Perzy kann sich aber teils auf treue Kundschaft verlassen. „Die Japaner bestellen brav und rechtzeitig. Die wissen im Oktober schon, dass im Dezember wieder Weihnachten sein wird“, sagt er lachend. Viele Kunden kämen da Jahr für Jahr erst Ende November drauf.
Große Versäumnisse
„Ich habe den Betrieb immer so geführt, dass ich alles selber machen kann“, sagt Perzy. Sein Lager ist voll mit Sockeln und Kugeln. Die habe er immer vorrätig. Eine unterbrochene Lieferkette kann seine Produktion nicht so schnell beeinflussen. Der 3D-Druck sei für ihn das Glück der Zeit, weil er damit Figuren viel schneller drucken kann.

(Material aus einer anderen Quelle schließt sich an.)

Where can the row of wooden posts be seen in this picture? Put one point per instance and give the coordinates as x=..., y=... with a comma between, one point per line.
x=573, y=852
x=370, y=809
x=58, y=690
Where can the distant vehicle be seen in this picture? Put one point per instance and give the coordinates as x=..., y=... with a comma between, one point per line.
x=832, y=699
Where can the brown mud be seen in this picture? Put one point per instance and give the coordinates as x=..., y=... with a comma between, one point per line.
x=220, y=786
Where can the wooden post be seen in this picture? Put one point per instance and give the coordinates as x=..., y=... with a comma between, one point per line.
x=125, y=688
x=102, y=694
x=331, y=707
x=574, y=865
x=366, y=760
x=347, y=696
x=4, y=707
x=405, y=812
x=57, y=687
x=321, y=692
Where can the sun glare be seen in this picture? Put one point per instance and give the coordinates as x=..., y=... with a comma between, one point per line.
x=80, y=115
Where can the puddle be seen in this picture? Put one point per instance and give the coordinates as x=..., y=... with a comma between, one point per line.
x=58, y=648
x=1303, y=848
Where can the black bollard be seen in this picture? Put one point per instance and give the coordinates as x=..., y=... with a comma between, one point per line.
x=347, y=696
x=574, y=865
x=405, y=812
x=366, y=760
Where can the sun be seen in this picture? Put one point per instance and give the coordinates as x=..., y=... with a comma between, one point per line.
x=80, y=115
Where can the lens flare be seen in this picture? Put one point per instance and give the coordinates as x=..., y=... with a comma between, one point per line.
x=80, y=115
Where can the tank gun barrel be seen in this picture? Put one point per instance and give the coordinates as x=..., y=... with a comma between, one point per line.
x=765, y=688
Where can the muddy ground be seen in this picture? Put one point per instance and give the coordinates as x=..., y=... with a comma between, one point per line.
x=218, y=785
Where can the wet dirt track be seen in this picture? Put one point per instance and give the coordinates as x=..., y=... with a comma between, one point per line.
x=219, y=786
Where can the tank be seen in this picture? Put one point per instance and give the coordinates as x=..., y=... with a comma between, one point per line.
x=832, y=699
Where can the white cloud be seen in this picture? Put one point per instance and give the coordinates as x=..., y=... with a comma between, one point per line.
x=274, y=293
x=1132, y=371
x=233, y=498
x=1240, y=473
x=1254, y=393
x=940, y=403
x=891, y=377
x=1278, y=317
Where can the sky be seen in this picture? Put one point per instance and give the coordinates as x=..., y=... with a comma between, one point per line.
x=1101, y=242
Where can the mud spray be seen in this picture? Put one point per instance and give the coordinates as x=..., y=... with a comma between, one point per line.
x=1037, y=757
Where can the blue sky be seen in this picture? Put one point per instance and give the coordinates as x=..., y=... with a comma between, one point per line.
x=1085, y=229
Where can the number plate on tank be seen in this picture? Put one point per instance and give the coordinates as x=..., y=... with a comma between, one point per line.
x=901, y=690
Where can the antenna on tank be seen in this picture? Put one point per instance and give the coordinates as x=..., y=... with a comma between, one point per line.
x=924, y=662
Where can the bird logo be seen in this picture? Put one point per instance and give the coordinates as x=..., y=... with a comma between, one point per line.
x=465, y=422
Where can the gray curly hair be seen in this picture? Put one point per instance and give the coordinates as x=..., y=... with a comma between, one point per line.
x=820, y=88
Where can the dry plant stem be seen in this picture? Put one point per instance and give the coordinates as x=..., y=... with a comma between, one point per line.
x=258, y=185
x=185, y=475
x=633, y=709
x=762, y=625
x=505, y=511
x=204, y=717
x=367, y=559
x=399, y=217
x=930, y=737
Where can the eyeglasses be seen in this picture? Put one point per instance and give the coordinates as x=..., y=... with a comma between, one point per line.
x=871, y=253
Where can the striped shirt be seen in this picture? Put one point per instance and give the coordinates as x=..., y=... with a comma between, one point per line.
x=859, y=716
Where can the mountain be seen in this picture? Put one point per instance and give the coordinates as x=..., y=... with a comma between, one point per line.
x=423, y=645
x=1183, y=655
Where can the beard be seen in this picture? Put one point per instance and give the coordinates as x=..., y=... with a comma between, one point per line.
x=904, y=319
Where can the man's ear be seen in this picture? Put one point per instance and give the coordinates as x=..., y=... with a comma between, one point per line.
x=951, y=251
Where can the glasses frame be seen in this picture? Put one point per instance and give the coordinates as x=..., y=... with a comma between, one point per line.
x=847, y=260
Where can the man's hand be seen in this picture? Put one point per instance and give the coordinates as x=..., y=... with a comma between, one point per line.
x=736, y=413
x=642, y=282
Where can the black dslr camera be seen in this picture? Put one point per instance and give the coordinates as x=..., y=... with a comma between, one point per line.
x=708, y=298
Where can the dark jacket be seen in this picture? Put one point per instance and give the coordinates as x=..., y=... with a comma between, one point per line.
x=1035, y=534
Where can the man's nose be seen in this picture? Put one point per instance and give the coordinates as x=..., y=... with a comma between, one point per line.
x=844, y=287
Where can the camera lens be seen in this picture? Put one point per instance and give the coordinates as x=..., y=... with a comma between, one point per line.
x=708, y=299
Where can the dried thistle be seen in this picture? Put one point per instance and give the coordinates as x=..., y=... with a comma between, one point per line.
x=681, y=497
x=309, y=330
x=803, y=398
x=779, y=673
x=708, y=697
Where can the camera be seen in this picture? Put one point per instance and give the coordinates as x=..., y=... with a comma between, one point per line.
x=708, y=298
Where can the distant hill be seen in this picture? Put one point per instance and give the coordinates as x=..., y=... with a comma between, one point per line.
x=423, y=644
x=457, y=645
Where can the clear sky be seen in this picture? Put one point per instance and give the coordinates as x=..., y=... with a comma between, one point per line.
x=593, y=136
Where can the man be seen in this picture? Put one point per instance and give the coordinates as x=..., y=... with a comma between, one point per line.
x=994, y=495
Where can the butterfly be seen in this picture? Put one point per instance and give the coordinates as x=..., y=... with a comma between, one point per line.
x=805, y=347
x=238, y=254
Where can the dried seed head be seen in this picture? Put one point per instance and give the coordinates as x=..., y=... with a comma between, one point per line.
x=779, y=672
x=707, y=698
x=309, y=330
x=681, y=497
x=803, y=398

Die Pandemie als völlig neuartige Bedrohung habe gezeigt, dass es eine Verfehlung der ganzen Wirtschaftspolitik war, dass man es zugelassen hat, Produktionen – auch für wesentliche Güter – von Europa abzusiedeln.
Perzys Vorteil ist, dass seine Schneekugeln eine Saison im Lager überstehen. Das sieht bei Süßigkeiten, Lebkuchen und anderen Leckereien jedoch anders aus. Einiges davon wird im Notfall wohl zerrieben und zu Tierfutter weiterverarbeitet, sagt Lackstätter.
Ein Licht am Ende des Tunnels sieht der Spartensprecher nicht. Denn obwohl es Corona-Konzepte für das Marktgeschehen gebe, werden im Zuge der Prävention auch Krämermärkte laufend abgesagt, für die aber gar nicht die Stadt, sondern der Handel verantwortlich ist. Es bleibt abzuwarten, ob sich zu den Weihnachtslichtern der Stadt auch leuchtende Augen gesellen.